CAPTAIN'S LOG: Dal's Ferengi mentor tricks the crew into helping her.


WHY WE LIKE IT: Ishka's revolution really took hold!


WHY WE DON'T: Watch the colonialism, kids.


REVIEW: While I continue to have questions about the traffic between the Alpha and Delta Quadrants, more so after this episode, I am glad to see the female revolution led by Ishka and Grand Nagus Rom worked out. We discover Dal was raised on a Marauder by a female Ferengi DaiMon, perhaps not quite as glamorous as Gwyn thought, but definitely consistent with the selfish attitude he exhibited until recently. The episode doesn’t dwell too much on his secret origin, but he’ll discover his story isn’t exactly the one he thought it was either. Female or not, Nandi is Ferengi through and through, well in fact like all the females we’ve ever encountered. He wasn’t kidnapped and put to work in a mine; she sold him to the mine (and by episode’s end, will be eager to sell him again). A ruthless “parent” is something he has in common with Gwyn, I guess.
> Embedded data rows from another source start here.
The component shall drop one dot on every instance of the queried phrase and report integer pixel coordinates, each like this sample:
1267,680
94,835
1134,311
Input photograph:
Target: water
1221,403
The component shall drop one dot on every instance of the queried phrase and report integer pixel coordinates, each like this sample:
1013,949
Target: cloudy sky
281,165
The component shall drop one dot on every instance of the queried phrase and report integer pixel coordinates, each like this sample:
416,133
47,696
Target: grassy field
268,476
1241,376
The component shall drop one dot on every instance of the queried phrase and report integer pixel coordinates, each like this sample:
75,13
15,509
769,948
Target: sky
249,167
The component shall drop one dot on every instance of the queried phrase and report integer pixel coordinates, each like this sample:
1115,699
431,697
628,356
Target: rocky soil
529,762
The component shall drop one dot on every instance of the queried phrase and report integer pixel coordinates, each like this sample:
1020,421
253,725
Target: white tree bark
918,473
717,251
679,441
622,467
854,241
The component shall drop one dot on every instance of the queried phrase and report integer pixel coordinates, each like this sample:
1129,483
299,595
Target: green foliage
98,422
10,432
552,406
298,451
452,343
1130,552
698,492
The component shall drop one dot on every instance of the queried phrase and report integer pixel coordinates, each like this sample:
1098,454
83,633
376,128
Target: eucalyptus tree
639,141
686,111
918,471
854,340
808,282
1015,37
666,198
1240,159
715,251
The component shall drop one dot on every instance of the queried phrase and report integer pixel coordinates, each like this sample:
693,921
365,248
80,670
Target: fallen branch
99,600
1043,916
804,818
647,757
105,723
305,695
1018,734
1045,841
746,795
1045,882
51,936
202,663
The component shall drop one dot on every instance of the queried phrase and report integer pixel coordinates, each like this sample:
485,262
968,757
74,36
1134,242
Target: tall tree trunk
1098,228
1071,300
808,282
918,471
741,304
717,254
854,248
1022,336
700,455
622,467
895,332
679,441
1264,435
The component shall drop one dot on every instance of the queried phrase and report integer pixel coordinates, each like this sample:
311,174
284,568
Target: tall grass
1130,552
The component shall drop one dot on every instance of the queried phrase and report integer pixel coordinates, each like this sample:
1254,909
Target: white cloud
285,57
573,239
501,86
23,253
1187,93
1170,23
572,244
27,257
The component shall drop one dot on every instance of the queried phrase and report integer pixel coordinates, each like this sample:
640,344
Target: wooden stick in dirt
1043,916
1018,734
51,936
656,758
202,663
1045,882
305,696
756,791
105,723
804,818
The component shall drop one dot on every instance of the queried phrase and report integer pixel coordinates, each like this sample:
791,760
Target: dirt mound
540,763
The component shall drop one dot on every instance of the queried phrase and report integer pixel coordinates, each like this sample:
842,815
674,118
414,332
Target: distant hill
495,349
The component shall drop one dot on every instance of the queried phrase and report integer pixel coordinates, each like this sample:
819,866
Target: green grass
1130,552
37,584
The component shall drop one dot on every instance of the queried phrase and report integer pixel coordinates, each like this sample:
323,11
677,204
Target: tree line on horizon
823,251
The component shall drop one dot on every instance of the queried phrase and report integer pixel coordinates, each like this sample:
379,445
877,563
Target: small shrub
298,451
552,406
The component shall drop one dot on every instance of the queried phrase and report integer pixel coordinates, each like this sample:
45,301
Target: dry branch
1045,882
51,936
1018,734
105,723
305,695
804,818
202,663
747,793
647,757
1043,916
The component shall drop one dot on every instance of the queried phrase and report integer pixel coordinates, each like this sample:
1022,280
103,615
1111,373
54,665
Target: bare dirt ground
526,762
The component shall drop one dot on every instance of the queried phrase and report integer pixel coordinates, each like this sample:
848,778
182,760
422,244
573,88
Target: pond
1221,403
Nandi, mistress of lies, promises him a Klingon cloaking device - which coincidentally works on chimerium, the stuff they mined for the Diviner - if only he’ll help her make first contact with a new species from whom she hopes to procure a crystal and pay off her Dabo debts. Well, of course she’s going to steal the thing and cause an incident - Janeway was right to make a face as soon as she heard the plan - but it’s nice to see the kids quickly getting the point of the Prime Directive and realizing it would be wrong to take the crystal even if offered. Dal even thinks a couple steps ahead - he knows Nandi by heart - and quickly get the crystal from her and restore it to its rightful place. It’s a clear victory and it may surprise the audience that Janeway is so angry and still contends the Prime Directive was broken. One hopes leaving a Starfleet badge behind will make the “Cymari” think of the Federation as a possible ally and not paint every alien with the same brush. I put their name in quotation marks because Rok names them, which is my one complaint about the episode (albeit, not a big one). I get these are kids who don’t know what they’re doing, but it’s rather colonial of her to name a species who probably have a name for themselves. They communicate with acoustics and do not speak (or at least, we never get to the point where they can be translated), but I would still have liked Janeway to say something about that. Not that she was necessarily monitoring, and she of course had bigger lessons to teach.


These are proper aliens too, made all the more possible by the CG animation, and though desert planets are old hat (Star Wars has overdone it, we’re in the middle of an epic Dune adaptation, and everything shot in L.A. gets desert vistas anyway), the way the sand is animated here and used to construct environments is actually beautiful. There’s a lack of photo-real detail in Prodigy, but it does feature some of the prettiest and most unusual places in the franchise. Some other quick notes… Nandi’s robot companion Pik-Pox looks like a rusted Companion Cube from Portal. I want more. The Phage gets mentioned by Nandi as part of a scam, which again, makes me wonder where we are (the Vidiians were super-far away, but the AQ stuff makes it feel like we’re close to a border that doesn’t exist - these two Quadrants are opposite to each other). After Dal is dressed down by Dal, he doesn’t sit in the captain’s chair, but the shot lingers on it, nicely done. And as for the teaser, it’s silly stuff for the smaller kids who might think eating pie off the floor is funny and for whom Murf was evidently designed, but it’s also part of the show making the kids discover one technology at a time. Here, transporters, because they get used in the body of the episode.


LESSON: You only get one chance to make a good impression.


REWATCHABILITY - Medium-High: Interesting revelations about Dal and a good use of the Prime Directive trope.